According to figures released by the CMS, the agency has paid out $22.78 billion in meaningful use incentives to qualifying health care professionals and organizations that have satisfied the requirements of electronic health record system implementation. Though industry veterans are still feeling the pressure of meaningful use stage 2 compliance in addition to ICD-10 transition preparation, the CMS' figures are good news for practices worried about lost revenue streams in the future.
The CMS' report, which includes data from the meaningful use program's inception in 2011 to payments made in January 2014, indicated that the agency has paid out slightly more incentives than a 2012 revised estimate of $22.5 billion, Health Data Management reported. The CMS operated under an original 2010 estimate of $27.4 billion, but later brought that mark down to the 2012 prediction.
As Health Data Management explained, practices interested in continuing or beginning to receive meaningful use incentives have until 2016 and 2021 for Medicare and Medicaid payments, respectively.
Working for the money
While physicians and hospitals are undoubtedly pleased that the CMS has not been stingy with incentive payments, the question of the payments' value in regards to the additional work surrounding EHR implementation remains at the forefront of many health care professionals' minds.
Frank Fear, vice president and chief information officer of Memorial Healthcare, told EHRIntelligence that, between work for meaningful use and the fast-approaching Oct. 1 ICD-10 transition, the health care industry is feeling the crunch.
"What the challenge is isn't necessarily the capital dollars – it's the staffing and the operational expense," Fear told EHRIntelligence. "My staff is just exhausted. I mean we're all just continuing. We got through stage 1 meaningful use and getting everybody up on an EHR, and now it's no time to take a break. It's full-court press to meet stage 2 and ICD-10."

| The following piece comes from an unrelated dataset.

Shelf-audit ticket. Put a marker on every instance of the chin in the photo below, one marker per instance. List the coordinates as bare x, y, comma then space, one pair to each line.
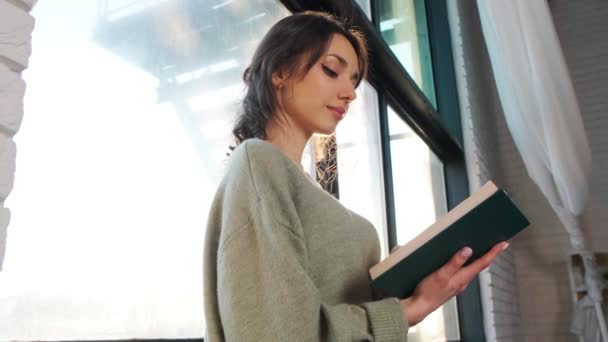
326, 131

Fear also explained the need to juggle federally mandated programs with internal projects that may be more focused on an individualized business plan, though he admitted that the CMS' meaningful use incentives provide plenty of motivation to stay on track with EHR implementation.
"It's a push-pull, and we're asking our people to do more and more," Fear told EHRIntelligence. "It's quite tough to keep all the balls in the air and focus on what the risks are that we need to make sure we're managing effectively when we're going so quickly. But we're all facing this, so I'm not talking about anything new. It's just trying to effectively manage it."
With almost $23 billion paid out to providers, the CMS is doing its part to motivate that kind of effective management.